On Mon, Jan 28, 2013 at 1:21 PM, Joe Harrington <jh at physics.ucf.edu> wrote:
> On Sun, Jan 27, 2013 at 2:51 PM, Ralf Gommers <ralf.gommers at gmail.com> wrote:
>> Hi,
>>
>> When merging the doc wiki edits there were a large number of changes to the
>> shape description of parameters/returns. This is not yet described in the
>> docstring standard
>> (https://github.com/numpy/numpy/blob/master/doc/HOWTO_DOCUMENT.rst.txt), and
>> currently is done in various ways:
>>
>> param1 : ndarray, shape (N,)
>
> I think it should be consistent between all cases, start with the class
> and then the shape, and solve the general problem.
>
> Initially, I agreed with Josef about being terse, but it reads hard that
> way and if you're a newbie you might wonder what the numbers in parens
> are.  The word "shape" does not add an extra line, and the comma makes
> sense as an appositive in English.

+1, the word 'shape' is a pretty critical clue the first time you see this.

> So, I prefer:
>
> param1 : ndarray, shape XXXXX
>
> For XXXXX, we need to specify:
>
> ranges of allowed numbers of dimensions
> ranges of allowed sizes within each dimension
> low- or high-side unconstrained sizes in either case
>
> We should accept the output of .shape, and define some range
> conventions.  Of course, there will be pathological cases, particularly
> in specialist packages that adopt the numpy doc standard, where nothing
> but text will adequately describe the allowed dimensions ("If there are
> three dimensions, then the second dimension must...").  A "(see text)"
> should be allowed after the shape spec.
>
> So, this is my counterproposal for inclusion in the standard:
>
> -------------------------------------------------------------------------------
> param1 : ndarray, shape <shapespec> [(see text)]
> as in
> param1 : ndarray, shape (2, 2+, dim(any), 4-, 4-6, any) (see text)
>
> in <shapespec>:
>   the spec reads from the slowest-varying to the fastest-varying dimension
>   a number means exactly that number of items on that axis
>   a number followed by a "+" ("-") means that number or more (fewer) items
>   a-b means between a and b items, INCLUSIVE
>   "any" means any number of items on that axis
>   dim(dimspec) means the conventions above apply for dimensions instead of items
>
> The example would mean an array with dimensions, from slowest to
> fastest-varying, of size:
> 2
> 2 or more
> (0 or more axes can be inserted here)
> 0 to 4
> 4 to 6
> any size, including absent (use 1+ to require a dimension)

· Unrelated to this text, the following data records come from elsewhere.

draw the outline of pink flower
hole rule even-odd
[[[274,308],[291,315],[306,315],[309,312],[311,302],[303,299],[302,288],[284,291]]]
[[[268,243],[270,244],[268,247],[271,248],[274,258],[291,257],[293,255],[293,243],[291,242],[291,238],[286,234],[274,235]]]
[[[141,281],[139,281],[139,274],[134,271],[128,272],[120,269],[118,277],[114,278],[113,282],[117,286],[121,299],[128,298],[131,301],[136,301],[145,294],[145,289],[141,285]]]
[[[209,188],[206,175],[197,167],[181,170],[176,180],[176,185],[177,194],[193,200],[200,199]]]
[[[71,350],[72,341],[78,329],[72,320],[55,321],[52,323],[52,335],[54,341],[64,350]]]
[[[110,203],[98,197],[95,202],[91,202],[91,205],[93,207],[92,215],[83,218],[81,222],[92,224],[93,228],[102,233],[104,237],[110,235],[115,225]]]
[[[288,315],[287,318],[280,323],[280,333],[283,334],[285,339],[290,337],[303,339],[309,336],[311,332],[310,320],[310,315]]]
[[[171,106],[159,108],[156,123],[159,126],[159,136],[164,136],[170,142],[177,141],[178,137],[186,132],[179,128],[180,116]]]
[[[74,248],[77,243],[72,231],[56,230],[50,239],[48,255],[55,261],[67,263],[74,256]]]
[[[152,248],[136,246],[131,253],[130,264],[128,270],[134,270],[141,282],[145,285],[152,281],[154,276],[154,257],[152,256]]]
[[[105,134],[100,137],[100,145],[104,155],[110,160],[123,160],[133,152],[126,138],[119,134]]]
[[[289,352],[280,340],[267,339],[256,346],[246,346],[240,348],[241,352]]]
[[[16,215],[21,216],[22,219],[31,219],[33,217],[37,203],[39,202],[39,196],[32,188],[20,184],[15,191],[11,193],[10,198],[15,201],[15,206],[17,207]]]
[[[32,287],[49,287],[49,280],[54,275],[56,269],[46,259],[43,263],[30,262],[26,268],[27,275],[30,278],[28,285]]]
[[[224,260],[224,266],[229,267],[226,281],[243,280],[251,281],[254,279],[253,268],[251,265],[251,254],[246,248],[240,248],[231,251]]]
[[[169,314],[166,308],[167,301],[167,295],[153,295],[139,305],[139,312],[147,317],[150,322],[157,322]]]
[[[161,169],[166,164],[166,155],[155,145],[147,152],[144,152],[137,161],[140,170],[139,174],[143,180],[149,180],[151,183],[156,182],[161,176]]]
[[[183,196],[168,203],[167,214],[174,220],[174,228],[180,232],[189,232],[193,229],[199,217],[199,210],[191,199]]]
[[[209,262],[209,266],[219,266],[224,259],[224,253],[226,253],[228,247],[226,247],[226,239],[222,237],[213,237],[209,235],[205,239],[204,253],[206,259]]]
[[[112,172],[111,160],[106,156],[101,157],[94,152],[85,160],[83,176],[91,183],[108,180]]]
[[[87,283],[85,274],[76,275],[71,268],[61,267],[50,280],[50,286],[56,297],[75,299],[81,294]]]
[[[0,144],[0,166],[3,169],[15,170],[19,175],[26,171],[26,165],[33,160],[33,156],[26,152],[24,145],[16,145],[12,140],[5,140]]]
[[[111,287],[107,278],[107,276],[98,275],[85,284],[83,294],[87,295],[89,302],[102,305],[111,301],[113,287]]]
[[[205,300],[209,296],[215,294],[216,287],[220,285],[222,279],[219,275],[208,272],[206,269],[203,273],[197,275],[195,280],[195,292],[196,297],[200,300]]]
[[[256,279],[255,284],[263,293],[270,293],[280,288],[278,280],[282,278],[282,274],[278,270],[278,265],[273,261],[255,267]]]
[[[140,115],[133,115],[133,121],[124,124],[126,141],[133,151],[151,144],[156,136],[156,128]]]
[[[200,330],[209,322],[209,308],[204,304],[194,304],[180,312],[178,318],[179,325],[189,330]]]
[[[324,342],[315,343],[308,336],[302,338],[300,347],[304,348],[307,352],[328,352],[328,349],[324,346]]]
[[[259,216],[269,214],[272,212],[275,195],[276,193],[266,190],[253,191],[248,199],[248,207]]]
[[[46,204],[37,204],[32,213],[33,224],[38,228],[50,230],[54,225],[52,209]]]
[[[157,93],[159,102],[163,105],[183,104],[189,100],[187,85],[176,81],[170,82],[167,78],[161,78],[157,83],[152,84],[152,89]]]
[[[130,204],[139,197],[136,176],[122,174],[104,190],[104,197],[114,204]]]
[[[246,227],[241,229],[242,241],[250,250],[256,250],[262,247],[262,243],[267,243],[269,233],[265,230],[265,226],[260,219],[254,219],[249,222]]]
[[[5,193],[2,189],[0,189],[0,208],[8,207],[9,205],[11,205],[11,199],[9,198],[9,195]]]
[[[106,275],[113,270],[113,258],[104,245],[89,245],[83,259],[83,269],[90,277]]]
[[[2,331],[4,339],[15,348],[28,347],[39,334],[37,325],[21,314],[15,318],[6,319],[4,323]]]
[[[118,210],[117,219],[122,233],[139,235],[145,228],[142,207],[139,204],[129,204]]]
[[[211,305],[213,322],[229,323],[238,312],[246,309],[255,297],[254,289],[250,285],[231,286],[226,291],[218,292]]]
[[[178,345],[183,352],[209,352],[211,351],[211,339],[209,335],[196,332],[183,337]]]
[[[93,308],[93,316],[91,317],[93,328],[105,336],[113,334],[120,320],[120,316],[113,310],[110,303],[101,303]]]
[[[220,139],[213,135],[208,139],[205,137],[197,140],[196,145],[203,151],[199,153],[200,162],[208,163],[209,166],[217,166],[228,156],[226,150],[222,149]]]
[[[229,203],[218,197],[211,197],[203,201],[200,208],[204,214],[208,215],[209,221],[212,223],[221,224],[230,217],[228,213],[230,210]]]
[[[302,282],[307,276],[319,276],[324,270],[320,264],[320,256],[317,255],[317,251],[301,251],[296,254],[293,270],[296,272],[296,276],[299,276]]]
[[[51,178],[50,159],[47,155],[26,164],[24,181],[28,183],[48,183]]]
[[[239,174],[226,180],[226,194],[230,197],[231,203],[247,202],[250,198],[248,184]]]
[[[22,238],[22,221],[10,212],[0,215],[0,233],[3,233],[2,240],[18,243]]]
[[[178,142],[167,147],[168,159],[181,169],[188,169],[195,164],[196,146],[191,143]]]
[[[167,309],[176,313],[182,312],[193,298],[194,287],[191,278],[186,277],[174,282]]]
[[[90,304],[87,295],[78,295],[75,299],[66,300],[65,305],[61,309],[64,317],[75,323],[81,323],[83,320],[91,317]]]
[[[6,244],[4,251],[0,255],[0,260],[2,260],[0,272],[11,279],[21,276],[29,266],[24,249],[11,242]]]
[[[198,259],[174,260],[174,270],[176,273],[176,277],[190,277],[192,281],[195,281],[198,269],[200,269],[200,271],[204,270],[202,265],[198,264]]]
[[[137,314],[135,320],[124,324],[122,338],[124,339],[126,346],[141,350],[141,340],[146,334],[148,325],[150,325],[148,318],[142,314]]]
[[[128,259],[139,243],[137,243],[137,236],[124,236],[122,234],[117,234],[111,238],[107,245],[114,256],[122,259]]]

"any size" should mean 0+. "absent" is not a size. If a function does
accept an optional final dimension, can we write that like 'shape (N,
D) or shape (N,)'?

For inserting axes, "..." is clearer than the rather opaque
"any(dim)", and matches existing Python convention.

Generally, though, for input parameters it's usually best to specify
the size as a variable rather than a numeric range so it can be
referred back to later, right? And for output parameters there's no
need to specify ranges, since the shape should be determined by the
input?  'in1 : ndarray, shape (N, M), in2 : ndarray, shape (M, K), out
: ndarray, shape (N, K)'. The spec in this complexity seems to be in
peril of overengineering. Do we have examples of when these more
elaborate specifiers would be useful?